BEIJING, Dec. 7, 2023 /PRNewswire/ — A news report from on the whole-process people’s democracy in China:


With his fingertips sliding across the raised dots, Wang Yongcheng, China’s first visually impaired National People’s Congress (NPC) deputy, carefully read the Braille version of replies to his suggestion. Wang exclaimed: “It’s heart-warming and I’m touched. For visually impaired people like me, this is indeed a sound reply that enables us to touch and ‘see’.”

This reply to an NPC deputy suggestion, the first ever Braille version in the NPC’s history, was delivered to the hands of Wang Yongcheng by four relevant organizations including the China Disabled Persons’ Federation. After that, these organizations introduced to him related policies, and updated on him the progress concerning his suggestion, while listening to Wang’s feedback.

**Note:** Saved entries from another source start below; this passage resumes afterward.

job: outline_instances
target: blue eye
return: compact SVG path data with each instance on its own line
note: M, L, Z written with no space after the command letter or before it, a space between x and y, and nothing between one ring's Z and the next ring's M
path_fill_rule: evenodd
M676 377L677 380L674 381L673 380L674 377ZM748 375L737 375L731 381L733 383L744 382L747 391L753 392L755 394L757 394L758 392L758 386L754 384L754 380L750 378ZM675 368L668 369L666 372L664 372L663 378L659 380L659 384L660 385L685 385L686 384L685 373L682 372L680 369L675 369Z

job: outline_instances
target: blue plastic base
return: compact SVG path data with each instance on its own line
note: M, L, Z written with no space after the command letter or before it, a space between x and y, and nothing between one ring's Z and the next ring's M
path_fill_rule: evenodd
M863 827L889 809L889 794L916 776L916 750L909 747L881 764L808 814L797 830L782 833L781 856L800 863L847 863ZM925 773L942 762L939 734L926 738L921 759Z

During this year’s two sessions, Wang Yongcheng put forward multiple suggestions to the National People’s Congress with a focus on safeguarding the rights of the disabled which covered the employment and education of visually-impaired people, as well as the construction of barrier-free environments. We mentioned in a previous episode that China’s inaugural law on creating barrier-free living environments came into force on September 1st. A provision stipulated that publishing organizations are encouraged to compile and publish textbooks in Braille or special versions for the visually challenged. This stipulation can be traced back to Wang’s suggestion. When collecting concerns among the disabled, Wang learned that for the students studying in normal schools but with low vision, reading normal textbooks are challenging and prone to exhausting their eyes. “These students couldn’t bring out their best performance, then they may lag behind or even have to drop out of normal schooling.” Hence, Wang Yongcheng submitted a suggestion on printing large-font textbooks for the low vision students who study in normal schools. His efforts were rewarded — the suggestion was heard and put into practice.

“We may not be able to see others, but we can let more people see us!” He said.

A suggestion was put forward, taken and then replied, meaning one voice allowed 85 million or so in the disabled community to be heard. Via the process, I saw smooth and efficient access to democracy, a whole-process and solid democracy that treats all groups of people as the masters of society, one that puts solving problems for the people at the core.

Wang Yongcheng represents more than just the disabled community. His story also epitomizes the progress seen among other specific groups like the women, the children, the elderly, ethnic minorities and so on — their voices are becoming increasingly heard. In the process of China’s democratic development, everyone is a beneficiary as well as a contributor.

True democracy can be seen, touched, and felt by the public.